The background scenery is fantastic. There’s a museum full of artifacts, a trip to Spain, underwater wreck diving, undersea caving… it never gets boring! Livi at first decides not to go to Spain, then after a bizarre encounter with one part of the Spear, she decides she’ll do it after all. Only she’s going to take along Richard Moss, who has a business opportunity for her–he’ll get to take lots of photographs of her doing dangerous stuff, and she’ll become a highly-sought-after treasure hunter after she gets a handful of articles in his new, not-so-tabloid news magazine.

Also: hostile fungus.

Liv is having trouble with parenting. She’s quick to get irritated, something that’s understandable under the circumstances but also something that she shouldn’t take out on her daughter. I like that she’s an imperfect parent, and that she’s willing to listen to Pru’s advice and try to take it. I also like that Pru is perfectly willing to call Livi out when she thinks Livi isn’t living up to being a decent mother or friend. Martin, for his part, thinks that the PTI had an interest in their whole family and may have murdered their father, and Livi agrees to poke into things and find out. There’s also some interesting stuff going on in the relationship between Livi and Denny, who has kinda-sorta been acting as Em’s father, even though he isn’t really.

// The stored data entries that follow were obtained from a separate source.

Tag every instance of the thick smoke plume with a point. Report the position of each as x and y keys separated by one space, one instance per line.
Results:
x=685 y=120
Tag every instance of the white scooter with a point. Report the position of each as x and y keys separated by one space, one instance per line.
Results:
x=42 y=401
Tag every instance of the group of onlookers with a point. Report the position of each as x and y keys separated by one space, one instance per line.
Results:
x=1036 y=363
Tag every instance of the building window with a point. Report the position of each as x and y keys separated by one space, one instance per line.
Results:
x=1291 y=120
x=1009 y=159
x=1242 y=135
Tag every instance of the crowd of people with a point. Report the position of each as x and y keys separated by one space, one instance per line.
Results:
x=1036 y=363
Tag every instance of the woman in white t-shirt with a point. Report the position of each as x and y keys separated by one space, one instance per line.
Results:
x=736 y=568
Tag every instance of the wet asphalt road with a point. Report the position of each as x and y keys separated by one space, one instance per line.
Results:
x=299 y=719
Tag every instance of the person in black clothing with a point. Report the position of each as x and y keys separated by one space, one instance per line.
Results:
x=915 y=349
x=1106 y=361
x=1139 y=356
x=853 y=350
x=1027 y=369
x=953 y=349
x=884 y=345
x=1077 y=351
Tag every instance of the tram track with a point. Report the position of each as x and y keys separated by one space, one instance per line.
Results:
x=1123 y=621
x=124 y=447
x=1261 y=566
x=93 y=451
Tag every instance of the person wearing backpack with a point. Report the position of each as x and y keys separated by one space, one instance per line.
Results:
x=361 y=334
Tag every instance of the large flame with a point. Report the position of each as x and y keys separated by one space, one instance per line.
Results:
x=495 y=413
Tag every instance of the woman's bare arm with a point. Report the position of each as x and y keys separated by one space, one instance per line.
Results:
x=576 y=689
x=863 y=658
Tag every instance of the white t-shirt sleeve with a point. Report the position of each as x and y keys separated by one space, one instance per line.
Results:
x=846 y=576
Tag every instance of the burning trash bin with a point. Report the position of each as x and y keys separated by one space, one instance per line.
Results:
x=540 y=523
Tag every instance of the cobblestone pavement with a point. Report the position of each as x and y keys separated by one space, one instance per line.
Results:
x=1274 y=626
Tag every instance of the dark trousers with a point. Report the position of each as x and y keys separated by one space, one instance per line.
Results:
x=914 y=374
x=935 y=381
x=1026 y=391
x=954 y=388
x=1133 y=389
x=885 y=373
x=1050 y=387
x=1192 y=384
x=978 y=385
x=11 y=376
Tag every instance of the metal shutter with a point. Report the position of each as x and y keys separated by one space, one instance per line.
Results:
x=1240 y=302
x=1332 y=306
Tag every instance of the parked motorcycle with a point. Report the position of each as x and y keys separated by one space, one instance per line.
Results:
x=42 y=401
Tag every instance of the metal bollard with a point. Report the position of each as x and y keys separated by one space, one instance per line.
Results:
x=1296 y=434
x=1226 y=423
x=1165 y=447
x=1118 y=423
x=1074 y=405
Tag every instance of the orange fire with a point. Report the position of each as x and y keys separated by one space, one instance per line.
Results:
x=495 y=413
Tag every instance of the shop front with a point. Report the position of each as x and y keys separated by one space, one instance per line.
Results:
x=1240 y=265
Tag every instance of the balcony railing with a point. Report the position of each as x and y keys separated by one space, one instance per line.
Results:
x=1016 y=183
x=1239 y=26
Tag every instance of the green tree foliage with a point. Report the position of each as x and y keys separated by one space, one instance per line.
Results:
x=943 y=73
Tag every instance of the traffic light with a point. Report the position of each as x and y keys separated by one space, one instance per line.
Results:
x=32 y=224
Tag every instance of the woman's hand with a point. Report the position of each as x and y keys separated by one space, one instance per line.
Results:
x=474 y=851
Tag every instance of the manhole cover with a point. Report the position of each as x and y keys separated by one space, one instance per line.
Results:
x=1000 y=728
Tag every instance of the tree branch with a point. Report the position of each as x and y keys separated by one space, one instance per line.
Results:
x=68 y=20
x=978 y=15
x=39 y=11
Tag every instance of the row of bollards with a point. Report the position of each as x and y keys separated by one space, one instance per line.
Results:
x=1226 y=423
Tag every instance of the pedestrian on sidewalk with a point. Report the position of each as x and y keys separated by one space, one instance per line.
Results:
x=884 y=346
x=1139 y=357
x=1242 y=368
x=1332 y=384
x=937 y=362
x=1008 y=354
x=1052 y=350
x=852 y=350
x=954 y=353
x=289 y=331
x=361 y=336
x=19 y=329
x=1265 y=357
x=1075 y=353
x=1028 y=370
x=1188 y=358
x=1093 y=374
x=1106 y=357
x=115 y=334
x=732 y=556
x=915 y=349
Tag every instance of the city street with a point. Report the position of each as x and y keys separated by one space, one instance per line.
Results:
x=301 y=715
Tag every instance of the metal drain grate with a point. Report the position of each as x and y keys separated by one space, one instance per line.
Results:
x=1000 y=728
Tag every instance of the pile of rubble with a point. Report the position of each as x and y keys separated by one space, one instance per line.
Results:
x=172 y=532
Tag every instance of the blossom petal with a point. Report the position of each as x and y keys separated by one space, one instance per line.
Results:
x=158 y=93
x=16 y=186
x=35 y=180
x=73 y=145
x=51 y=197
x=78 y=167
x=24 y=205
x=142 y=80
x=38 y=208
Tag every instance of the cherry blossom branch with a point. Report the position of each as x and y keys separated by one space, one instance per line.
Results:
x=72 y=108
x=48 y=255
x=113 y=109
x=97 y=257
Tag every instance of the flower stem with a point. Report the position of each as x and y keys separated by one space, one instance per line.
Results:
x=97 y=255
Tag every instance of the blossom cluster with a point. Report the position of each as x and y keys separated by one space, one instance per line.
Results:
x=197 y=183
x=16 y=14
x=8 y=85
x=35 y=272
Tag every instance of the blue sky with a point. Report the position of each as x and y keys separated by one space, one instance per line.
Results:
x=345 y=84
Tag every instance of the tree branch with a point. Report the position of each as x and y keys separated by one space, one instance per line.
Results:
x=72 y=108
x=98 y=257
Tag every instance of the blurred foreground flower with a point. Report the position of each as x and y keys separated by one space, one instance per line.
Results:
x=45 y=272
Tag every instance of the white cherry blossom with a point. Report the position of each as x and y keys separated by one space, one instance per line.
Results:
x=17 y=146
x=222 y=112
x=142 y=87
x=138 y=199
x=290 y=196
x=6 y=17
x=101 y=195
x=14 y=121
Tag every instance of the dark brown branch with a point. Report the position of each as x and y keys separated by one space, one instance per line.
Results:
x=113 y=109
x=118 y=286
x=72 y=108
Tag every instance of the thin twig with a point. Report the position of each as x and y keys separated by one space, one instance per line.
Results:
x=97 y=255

As always Livi and West have an appreciation/hate relationship. She digs into his background, which you know won’t end well. She and he butt heads often over the Spear and occasionally over other elements of the mission. On the other hand, they also save each other’s lives a few times and Em likes him. I can’t wait to start book three!

NOTE: Spoiler warning AND content warning: If you don’t need trigger warnings when you read books, skip this spoiler. There is an attempted date rape in this book. It’s harsh, it’s extremely realistic, and it’s brutal. The author does a supremely amazing job at being in the mind of a strong woman going through this–the urge that’s been drilled into us not to react or fight back because that might make the whole thing worse, but also the urge to do something, and the emotional aftermath. Also, the characters around her who might most want to react on her behalf allow her to decide whether or not they’ll interfere, rather than running off to take care of it for her, which is respecting her strength. End spoilers!

Cthulhu. I was going to encounter Cthulhu down there. I fucking knew it.